Basically anything I could do from home while caring for Amelia.

When she was two, I got her enrolled in a subsidized daycare and could finally get a real job.

I found one as a receptionist at a law firm. ”

“Sounds like a good gig.”

“Or so I thought.” She draws away. “It’s where I met my ex.”

“Dang. You really haven’t had the best luck with the men in your life, have you?”

“Ha! That’s an understatement.”

“Will you tell me about him? Your ex?”

Her eyes become distant. I’ve most certainly crossed the line now.

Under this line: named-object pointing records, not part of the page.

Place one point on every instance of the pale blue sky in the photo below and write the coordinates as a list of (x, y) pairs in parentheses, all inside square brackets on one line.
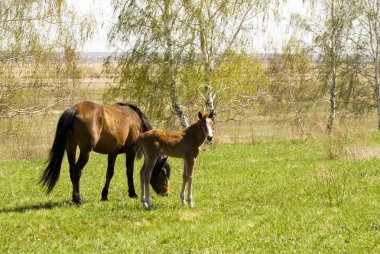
[(102, 11)]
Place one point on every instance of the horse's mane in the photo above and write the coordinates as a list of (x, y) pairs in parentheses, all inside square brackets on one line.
[(146, 124)]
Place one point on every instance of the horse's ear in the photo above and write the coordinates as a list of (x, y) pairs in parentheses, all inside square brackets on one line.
[(211, 115)]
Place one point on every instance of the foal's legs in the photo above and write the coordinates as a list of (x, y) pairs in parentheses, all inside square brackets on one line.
[(130, 160), (187, 178), (77, 172), (145, 174), (110, 171)]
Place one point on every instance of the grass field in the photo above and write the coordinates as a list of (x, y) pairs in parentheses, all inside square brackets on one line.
[(278, 196)]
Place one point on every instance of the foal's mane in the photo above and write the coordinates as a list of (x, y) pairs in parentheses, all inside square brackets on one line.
[(146, 124)]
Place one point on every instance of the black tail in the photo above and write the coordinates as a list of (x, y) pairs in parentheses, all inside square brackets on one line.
[(51, 173)]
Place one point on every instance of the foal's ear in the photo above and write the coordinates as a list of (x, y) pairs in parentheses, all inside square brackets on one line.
[(211, 115)]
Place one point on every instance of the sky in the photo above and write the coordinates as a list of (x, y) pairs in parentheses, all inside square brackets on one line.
[(276, 33)]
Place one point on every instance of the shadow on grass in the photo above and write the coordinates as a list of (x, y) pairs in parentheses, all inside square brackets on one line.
[(25, 208)]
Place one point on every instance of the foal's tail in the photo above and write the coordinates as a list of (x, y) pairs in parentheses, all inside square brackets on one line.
[(50, 175)]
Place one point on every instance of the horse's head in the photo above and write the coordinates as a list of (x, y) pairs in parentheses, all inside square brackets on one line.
[(160, 177), (207, 122)]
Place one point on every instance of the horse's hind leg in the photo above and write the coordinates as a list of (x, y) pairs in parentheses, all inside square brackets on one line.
[(130, 160), (71, 149), (110, 171), (188, 178), (145, 174), (82, 161)]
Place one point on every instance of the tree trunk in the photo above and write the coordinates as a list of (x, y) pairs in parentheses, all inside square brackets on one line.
[(333, 64), (171, 76), (208, 95), (377, 85), (331, 118)]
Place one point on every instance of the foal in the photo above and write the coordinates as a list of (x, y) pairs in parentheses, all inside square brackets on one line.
[(180, 144)]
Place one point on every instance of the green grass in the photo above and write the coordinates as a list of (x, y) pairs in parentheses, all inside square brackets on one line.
[(280, 196)]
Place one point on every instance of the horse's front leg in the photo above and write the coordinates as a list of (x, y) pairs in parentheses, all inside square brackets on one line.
[(145, 174), (110, 172), (82, 161), (130, 160), (188, 178), (184, 181)]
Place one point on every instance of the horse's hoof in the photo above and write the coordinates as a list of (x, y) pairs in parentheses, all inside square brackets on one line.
[(132, 195), (147, 205), (78, 202)]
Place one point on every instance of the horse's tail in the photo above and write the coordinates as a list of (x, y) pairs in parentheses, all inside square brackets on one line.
[(51, 173), (138, 149)]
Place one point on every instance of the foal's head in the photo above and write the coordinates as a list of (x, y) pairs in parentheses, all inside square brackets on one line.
[(207, 122), (160, 177)]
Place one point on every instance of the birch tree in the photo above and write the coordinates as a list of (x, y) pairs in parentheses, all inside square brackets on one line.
[(367, 40), (329, 27), (221, 27)]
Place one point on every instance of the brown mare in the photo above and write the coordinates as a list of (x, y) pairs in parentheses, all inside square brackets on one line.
[(181, 144), (106, 129)]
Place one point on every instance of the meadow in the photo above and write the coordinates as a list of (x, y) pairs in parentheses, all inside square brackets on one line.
[(298, 196)]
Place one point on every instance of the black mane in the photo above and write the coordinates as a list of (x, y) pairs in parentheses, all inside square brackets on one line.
[(146, 124)]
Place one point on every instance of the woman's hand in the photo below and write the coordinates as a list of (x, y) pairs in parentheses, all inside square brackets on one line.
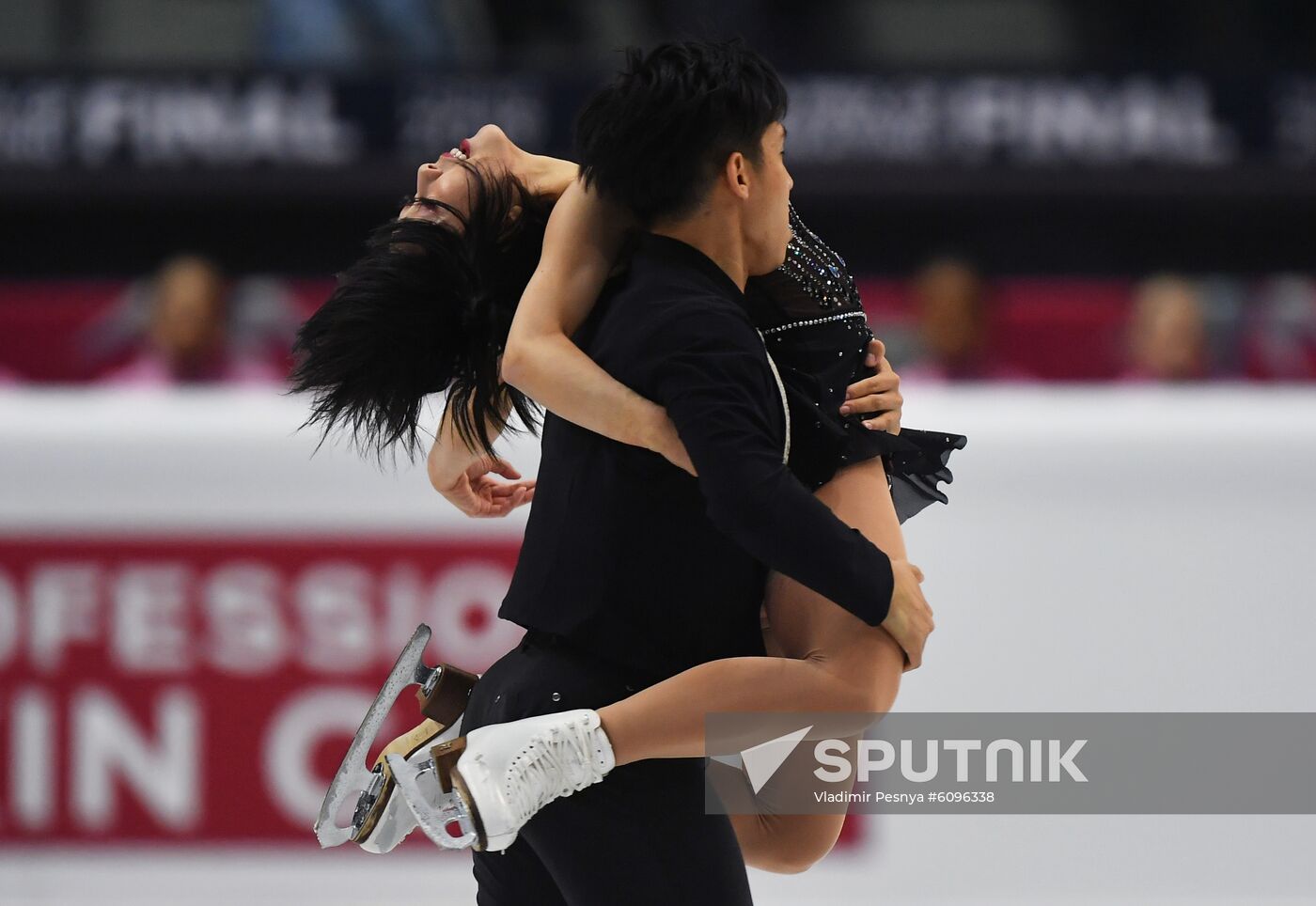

She confirms it when she sits up at the edge of the bed. “I’d better get going. Amelia sometimes wakes up a few hours after she goes down.”

Defeat worms through me as I watch her get up and dress. When she reaches the door without uttering a single word, I call after her. “Kenna?”

She turns. “Hmm?”

“It doesn’t have to be just a one-time thing, you know.” I hold out my arms. “I’m here all week.”

Her momentary smile turns into an impassive stare that splinters my fucking heart. Because if expressions could talk, hers just told me she has no plans of repeating what was the best damn hour of my life.

Then she’s gone. And I spend the entire night staring at my ceiling wondering if I’ll ever be the same again.